Allgemein ist die Stimmung überwiegend düster, das Leben ist hart, und das Überleben scheint für manche beinahe unmöglich. Gleichwohl sterben bisher zumindest gefühlt nicht gar so viele Charaktere, wie wir dies von "Game of Thrones" oder "The Walking Dead" kennen. Gewisse Figuren scheinen angesichts der Gefahren, die sie beinahe unbeschadet überstehen, unter dem persönlichen Schutz entweder der Götter oder des Showrunners zu stehen. Das ist so aber auch in Ordnung, denn eben diese Figuren sind interessant und tiefgründig genug, um sie ins Herz zu schließen – trotz oder auch teilweise wegen ihrer Schattenseiten. Von Folge zu Folge gewinnen sie an Kontur und von den wenigen, die uns bereits verlassen, verabschiedet man sich doch eher mit Bedauern als mit Erleichterung. Wer also von der ersten Episode noch nicht sofort richtig gepackt ist, für den könnte es sich lohnen, durchzuhalten und weiter dranzubleiben.

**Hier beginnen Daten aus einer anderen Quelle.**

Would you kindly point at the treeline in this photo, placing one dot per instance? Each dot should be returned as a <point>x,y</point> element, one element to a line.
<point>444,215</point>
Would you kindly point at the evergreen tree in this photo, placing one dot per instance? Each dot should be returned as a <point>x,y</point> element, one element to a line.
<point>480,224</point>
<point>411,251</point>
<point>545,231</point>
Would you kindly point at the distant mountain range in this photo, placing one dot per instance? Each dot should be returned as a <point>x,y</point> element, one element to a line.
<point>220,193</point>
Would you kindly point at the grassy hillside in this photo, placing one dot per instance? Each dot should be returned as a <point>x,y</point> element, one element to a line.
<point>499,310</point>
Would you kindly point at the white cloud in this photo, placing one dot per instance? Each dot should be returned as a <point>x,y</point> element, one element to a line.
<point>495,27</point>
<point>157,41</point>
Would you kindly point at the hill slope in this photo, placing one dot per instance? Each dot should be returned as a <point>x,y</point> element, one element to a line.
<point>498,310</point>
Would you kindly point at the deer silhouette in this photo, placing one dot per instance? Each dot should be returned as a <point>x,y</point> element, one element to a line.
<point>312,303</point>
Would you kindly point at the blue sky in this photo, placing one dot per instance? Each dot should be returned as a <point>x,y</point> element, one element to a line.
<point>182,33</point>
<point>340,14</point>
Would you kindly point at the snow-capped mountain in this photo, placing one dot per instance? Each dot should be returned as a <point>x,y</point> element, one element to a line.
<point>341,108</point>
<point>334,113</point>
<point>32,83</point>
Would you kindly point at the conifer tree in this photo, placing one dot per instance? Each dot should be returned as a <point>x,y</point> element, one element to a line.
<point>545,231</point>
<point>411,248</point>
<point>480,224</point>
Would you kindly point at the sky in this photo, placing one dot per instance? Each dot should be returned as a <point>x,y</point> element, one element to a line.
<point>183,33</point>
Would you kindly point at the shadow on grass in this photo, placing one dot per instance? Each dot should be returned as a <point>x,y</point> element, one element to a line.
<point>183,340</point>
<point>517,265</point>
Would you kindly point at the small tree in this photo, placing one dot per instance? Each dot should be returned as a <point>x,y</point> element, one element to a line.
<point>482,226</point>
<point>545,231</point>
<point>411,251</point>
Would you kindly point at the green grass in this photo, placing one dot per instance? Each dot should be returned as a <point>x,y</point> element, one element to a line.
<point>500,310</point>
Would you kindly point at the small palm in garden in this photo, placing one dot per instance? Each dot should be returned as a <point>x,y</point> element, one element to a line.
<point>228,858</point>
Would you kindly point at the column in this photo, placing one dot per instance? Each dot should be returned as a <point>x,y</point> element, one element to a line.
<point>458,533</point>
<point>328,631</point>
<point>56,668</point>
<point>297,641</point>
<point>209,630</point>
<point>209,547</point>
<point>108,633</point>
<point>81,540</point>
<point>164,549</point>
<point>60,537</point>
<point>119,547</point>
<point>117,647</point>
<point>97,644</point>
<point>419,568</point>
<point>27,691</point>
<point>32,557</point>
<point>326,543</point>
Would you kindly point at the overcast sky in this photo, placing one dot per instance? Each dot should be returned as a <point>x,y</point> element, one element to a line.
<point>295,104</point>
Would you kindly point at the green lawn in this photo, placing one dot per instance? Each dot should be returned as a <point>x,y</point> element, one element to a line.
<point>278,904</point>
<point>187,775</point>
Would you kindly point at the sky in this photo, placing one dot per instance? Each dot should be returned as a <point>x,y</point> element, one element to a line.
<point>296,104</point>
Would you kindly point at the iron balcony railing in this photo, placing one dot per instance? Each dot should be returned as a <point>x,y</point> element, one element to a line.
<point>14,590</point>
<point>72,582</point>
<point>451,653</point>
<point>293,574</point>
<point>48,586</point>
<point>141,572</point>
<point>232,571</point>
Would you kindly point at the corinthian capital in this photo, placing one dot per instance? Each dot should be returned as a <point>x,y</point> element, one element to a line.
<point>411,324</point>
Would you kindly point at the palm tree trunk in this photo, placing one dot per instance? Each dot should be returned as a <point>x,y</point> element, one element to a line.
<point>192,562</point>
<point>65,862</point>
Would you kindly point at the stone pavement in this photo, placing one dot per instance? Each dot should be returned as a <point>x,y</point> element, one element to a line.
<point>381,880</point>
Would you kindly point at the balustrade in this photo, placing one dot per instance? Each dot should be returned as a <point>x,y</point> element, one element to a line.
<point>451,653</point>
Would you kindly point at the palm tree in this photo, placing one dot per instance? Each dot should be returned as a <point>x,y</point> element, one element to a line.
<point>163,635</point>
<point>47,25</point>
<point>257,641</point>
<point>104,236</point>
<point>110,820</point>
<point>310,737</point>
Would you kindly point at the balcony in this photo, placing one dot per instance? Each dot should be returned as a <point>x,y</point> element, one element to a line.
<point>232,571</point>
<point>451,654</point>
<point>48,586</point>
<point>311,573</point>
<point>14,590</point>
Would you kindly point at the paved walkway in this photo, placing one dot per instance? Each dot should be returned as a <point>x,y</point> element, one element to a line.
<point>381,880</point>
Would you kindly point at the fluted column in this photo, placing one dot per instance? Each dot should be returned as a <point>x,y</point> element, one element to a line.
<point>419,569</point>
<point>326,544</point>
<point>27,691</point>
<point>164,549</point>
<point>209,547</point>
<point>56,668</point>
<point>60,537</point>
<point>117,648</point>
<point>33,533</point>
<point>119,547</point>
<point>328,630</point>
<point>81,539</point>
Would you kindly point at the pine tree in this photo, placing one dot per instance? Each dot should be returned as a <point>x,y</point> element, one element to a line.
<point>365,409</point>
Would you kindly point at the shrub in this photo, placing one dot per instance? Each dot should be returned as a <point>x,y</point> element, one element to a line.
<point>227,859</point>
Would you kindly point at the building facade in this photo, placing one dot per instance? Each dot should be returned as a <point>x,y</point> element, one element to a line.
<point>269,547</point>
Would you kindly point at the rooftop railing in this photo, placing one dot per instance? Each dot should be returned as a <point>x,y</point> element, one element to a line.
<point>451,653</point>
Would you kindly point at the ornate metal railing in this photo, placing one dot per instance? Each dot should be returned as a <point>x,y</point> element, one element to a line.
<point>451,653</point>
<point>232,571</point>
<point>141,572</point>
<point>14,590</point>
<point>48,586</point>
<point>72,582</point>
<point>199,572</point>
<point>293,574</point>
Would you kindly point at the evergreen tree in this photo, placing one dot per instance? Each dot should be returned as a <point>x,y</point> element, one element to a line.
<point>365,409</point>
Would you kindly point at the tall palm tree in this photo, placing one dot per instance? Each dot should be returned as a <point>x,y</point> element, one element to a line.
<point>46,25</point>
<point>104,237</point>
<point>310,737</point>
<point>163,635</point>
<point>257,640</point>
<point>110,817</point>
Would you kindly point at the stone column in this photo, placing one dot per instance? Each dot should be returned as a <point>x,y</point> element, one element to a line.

Während die CGI-Effekte teilweise in Rezensionen gelobt werden, gehören sie für mich leider eher zu den Minuspunkten der Reihe. Das Intro wirkt, als habe man ChatGPT gebeten, einen Vorspann à la "House of the Dragon", allerdings im Stile von "Westworld" zu erstellen – nur in doppelt so steril. Das Blut, mit dem Rom nach und nach geflutet wird, fließt extrem unnatürlich. Und sehr häufig wirken Szenen im Circus Maximus oder im Kolosseum arg so, als würden ein paar Akteure vor einer Projektionsleinwand stehen, auf die der Hintergrund ihrer Umgebung geworfen wird. Das ist ein kleiner Makel, der aber durch ansonsten tolle Ausstattung und Kostüme sowie Kampfchoreographien wieder wettgemacht wird. Und so freue ich mich darüber, dass eine zweite Staffel zumindest inoffiziell schon mehr oder weniger bestätigt wurde.